Academic background
- Alma mater: Wageningen Universiteit
- Thesis: Records and reputations : everyday politics of a Philippine development NGO (2000)

= Dorothea Hilhorst =

Professor of humanitarian studies

Dorothea Johanna Maria (Thea) Hilhorst is a professor of humanitarian studies at the International Institute for Social Studies of Erasmus University in The Hague, The Netherlands.

== Education and career ==
Hilhorst received her Ph.D. from Wageningen University in 2000 with the thesis title Records and Reputations: Everyday Politics of a Philippine Development NGO. She was a professor for humanitarian aid at Wageningen University. As of 2022, Hilhorst was a professor at Leiden University and at Rotterdam. Hilhorst is the president of the International Humanitarian Studies Association.
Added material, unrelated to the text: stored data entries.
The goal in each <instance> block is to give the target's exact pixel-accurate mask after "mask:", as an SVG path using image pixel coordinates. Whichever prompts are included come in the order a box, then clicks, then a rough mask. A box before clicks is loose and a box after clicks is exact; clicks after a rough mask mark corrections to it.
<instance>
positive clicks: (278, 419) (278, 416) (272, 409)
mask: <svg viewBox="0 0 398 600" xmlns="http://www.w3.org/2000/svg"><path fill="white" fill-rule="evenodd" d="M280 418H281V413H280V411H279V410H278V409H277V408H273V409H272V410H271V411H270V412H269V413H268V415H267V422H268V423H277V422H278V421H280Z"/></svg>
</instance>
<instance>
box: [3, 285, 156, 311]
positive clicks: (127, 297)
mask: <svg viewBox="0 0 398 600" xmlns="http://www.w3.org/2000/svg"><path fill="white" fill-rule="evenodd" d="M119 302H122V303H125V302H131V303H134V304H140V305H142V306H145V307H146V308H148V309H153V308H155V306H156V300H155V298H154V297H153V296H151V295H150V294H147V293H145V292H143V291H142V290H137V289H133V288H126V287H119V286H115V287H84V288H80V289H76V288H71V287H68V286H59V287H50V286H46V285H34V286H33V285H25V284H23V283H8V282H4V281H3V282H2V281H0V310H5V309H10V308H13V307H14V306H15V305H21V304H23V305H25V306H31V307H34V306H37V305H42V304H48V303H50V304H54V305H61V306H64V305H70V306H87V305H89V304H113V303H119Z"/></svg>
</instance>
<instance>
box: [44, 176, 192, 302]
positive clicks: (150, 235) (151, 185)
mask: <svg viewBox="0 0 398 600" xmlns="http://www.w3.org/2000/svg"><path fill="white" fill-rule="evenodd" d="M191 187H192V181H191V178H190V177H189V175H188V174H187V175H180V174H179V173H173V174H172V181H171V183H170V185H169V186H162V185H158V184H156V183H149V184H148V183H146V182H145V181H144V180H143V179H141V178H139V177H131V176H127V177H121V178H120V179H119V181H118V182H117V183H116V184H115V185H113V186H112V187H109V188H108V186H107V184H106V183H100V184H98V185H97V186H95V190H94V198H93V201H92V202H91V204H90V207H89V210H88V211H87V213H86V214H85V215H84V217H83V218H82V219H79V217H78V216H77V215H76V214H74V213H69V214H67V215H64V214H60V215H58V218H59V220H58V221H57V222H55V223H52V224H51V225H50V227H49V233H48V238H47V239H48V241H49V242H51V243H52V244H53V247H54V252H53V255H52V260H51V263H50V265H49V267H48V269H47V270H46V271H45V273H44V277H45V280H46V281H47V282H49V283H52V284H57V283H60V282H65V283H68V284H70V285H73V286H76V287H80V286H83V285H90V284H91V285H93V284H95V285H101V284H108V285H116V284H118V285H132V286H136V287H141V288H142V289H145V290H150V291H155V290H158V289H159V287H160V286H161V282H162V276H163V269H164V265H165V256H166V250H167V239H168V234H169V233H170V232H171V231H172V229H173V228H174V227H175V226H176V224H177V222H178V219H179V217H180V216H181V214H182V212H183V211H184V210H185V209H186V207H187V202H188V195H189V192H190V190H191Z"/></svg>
== Selected publications ==
- D.J.M. Hilhorst, B. Weijs and G. van der Haar (2017, eds) People, Aid and Institutions in Socio-Economic Recovery. Facing Fragilities. London, Earthscan/Routledge
- Jennifer B. Barrett, Margit van Wessel and Dorothea Hilhorst (2016) Advocacy for Development. Effectiveness, Monitoring and Evaluation. E-book, 91 page
- D.J.M. Hilhorst (2013). Disaster, Conflict and Society in Crisis. London and New York: Routledge Humanitarian studies
- G.E.A. Bankoff, G.E. Frerks & D.J.M. Hilhorst (2004). Mapping vulnerability. Disasters, development & people. London: Earthscan

- D.J.M. Hilhorst (2003). The real world of NGOs: Discourses, diversity and development. London: Zedbooks

== Honors and awards ==
Hilhorst received the Spinoza Prize, the highest Dutch scientific prize, in 2022.